Note: The following paragraphs were published in the original version of this article.  In response to comments that put some of this information in doubt the decision was made to remove them from the body of the article.   The following distracted from the more important story about JB Hood bikes, but is being preserved below to maintain journalistic integrity.  Thanks, Aaron.

Venture is a non-profit group run by the Redeemer Center for Life, a church organization.  They formed part of a consortium of local organizations led by the Pohlad group, that may have bullied its way into a $350,000 federal grant that helped open the bike shop.  

In an initial application process it seemed an application from Major Taylor Bicycle Club, an African-American led bicycling club, was the favorite.  In what is still a confusing sequence of events the panel awarding the grant was dissolved and a new panel was formed, without any application from Major Taylor, who were being pushed by the city to collaborate with the Pohlad group.  This new panel awarded the grant to the Redeemer group.

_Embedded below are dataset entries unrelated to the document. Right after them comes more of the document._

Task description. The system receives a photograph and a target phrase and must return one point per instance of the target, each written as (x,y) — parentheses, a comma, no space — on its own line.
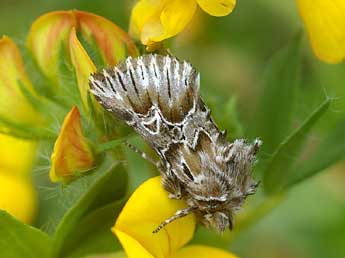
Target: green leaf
(92,235)
(281,79)
(104,186)
(330,151)
(18,240)
(278,170)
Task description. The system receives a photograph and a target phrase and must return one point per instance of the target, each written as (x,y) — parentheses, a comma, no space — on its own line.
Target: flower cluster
(79,43)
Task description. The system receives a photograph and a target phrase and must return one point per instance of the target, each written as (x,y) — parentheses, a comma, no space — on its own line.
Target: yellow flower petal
(11,74)
(198,251)
(49,37)
(325,24)
(132,247)
(72,153)
(217,7)
(83,66)
(145,210)
(9,149)
(113,43)
(155,21)
(17,197)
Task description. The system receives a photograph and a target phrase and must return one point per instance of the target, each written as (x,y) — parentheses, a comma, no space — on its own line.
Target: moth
(158,96)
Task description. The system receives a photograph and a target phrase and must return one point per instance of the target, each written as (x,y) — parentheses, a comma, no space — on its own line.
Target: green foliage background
(261,80)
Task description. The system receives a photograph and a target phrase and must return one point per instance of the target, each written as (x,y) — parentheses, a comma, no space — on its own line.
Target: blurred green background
(231,53)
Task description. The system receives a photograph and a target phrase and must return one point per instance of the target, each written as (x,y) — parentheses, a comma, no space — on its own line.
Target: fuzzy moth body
(158,96)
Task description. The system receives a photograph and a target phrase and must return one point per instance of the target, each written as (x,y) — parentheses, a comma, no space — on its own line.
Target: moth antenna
(179,214)
(141,153)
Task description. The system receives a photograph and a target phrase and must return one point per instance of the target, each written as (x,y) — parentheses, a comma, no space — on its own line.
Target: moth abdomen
(158,96)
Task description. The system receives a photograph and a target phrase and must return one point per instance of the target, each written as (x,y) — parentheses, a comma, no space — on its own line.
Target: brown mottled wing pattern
(158,96)
(154,94)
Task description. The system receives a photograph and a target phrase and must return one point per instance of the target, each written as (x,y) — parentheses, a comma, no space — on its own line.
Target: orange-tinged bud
(12,78)
(83,66)
(49,37)
(10,148)
(72,153)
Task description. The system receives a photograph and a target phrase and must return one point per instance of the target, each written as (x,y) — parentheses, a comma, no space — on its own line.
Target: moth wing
(138,85)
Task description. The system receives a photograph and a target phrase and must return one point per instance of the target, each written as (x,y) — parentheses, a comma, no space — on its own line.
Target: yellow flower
(9,149)
(55,33)
(72,153)
(17,196)
(325,24)
(156,20)
(145,210)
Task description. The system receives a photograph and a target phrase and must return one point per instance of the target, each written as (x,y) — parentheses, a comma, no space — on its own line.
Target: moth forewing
(158,96)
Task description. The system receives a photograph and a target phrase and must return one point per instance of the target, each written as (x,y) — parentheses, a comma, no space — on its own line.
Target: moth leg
(141,153)
(179,214)
(172,185)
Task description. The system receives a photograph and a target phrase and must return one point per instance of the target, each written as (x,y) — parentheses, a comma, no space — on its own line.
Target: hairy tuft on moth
(158,96)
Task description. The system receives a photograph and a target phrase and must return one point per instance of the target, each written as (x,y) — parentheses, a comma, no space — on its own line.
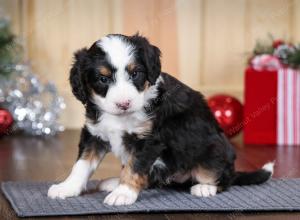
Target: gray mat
(30,199)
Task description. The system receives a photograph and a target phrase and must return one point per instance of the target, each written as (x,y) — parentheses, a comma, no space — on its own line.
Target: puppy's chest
(111,128)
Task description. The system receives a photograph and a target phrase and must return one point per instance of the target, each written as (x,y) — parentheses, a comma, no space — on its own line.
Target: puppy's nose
(123,105)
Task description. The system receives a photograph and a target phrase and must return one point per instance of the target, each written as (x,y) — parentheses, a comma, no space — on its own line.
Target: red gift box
(272,106)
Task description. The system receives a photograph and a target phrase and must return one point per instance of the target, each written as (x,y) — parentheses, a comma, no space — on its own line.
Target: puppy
(162,130)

The Major Taylor plan would have seen a two-story bike shop/coffee shop at the corner of Lowry and Penn, selling new and used bikes and bike accessories.  The first floor would have contained the shop and the second the mechanics area and a spinning studio.  They had a deal lined up with local parts distributor QBP, and were working to build strong connections with local community leaders who would help determine how to make the shop an asset to the community.

Amid all this controversy, few would argue that a bike shop on the north side is a bad thing.  What is concerning is the process in which a church group historically focused on charity was chosen over a long-established, community-led biking organization who would possibly be more connected to what local biking needs really were.

I spoke with the current President of Major Taylor Bike Club, Louis Moore, about the process and he confirmed the confusion, dissolving of the first panel, and subsequent requests from the city for Major Taylor to join forces with the Pohlad group.  They were worried however, that a collaboration like that would ultimately mean people from Pohlad running the show, with little input from Major Taylor and the three other community partners they were working with (Cultural Wellness Center, Emerge, and NEON).   Forced into this corner, Major Taylor decided to let it go and focus their efforts elsewhere.